The ARTI-Tanzania team started promoting solar lights throughout March and April in Bagamoyo District as part of the Lighting Rural Tanzania project.  Jacqueline Michael, Project Officer and Abdalla Seushi, Field Officer, joined up with staff from Magic LN Supplies and Abel shop, both agents partnering for the project.

The team visited 15 villages, which included Ubena, Mdaula, Vigwaza, Msoga, Mboga, Msata, Lugoba, Mandera, Ngelengele, Magindu, Gumba, Gwata, Kiwangwa, Makurunge and Fukayosi villages, of which they were able to visit 7 villages during market days, when there was a large turnout of people.  The goal of the promotions is to educate and create awareness about Barefoot Power solar products and to introduce the “Mauli Kauli” credit option for purchasing the solar lights.

Children from Ndelema Market testing the Fire Fly 12 Mobile

The promotion included product demonstration where Firefly 12 Mobile and 5w PowaPacks were put on display for people to see working. The team taught village households on how to connect the Firefly 12 Mobile and 5w PowaPack and also explained the advantages of the solar products over candles and other products that produce light using kerosene.

Jacqueline Michael, LRTC Project Officer, demonstrating the Firefly 12 Mobile to interested customers

One of the advantages explained is the reduced health risks from the smoke that is released by candles and kerosene which causes lung cancer and eye problems as well as reducing the risk of house fire accidents.

The creation of awareness also involved giving out flyers and putting up posters on walls of different shops in the villages the team visited.

Abdalla Seushi, LRTC Field Officer, putting up "USIKUBALI GIZA" posters in a village shop

The promotions were spiced up with music and dancing from the “Wayaudi” and “B-Town” Groups of entertainers which attracted most village households to get a close look what was happening during the promotion.  The team moved from one village to another using a truck which was decorated with posters and banners that contained information on the solar products.
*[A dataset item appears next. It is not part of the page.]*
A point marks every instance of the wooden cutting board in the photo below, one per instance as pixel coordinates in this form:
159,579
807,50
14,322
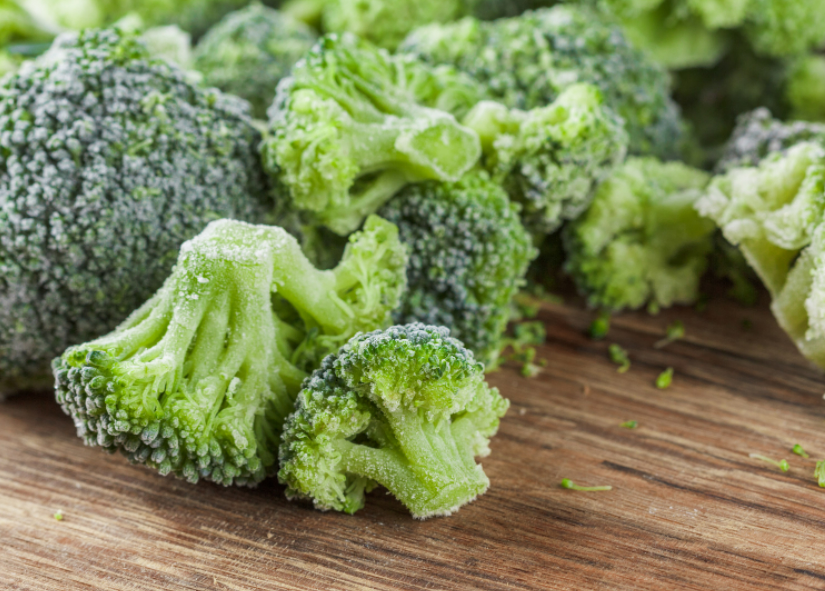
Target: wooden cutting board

The truck had speakers and a microphone that the team used to speak to large groups of people spreading considerable awareness to a large number of households in the villages.

Performers from the Wayaudi group performing at the solar promotion in Lugoba Village

Those village households who bought the 5w PowaPack solar system were taught how to install the product in their houses and succeeded in doing so.  Some people requested the team to assist them to install the system in Ngelengele and Mandela villages which Abdalla Seushi and a technician from Magic LN Supplies were happy to do.  The installations was a nice experience to both the team and the customers in the village.

A shop owner in Ngelengele Village turning on his nealy installed 5w PowerPack

Overall, the trip was a great opportunity for the households visited to learn about the Barefoot Power solar products and their advantages over other inferior products for lighting.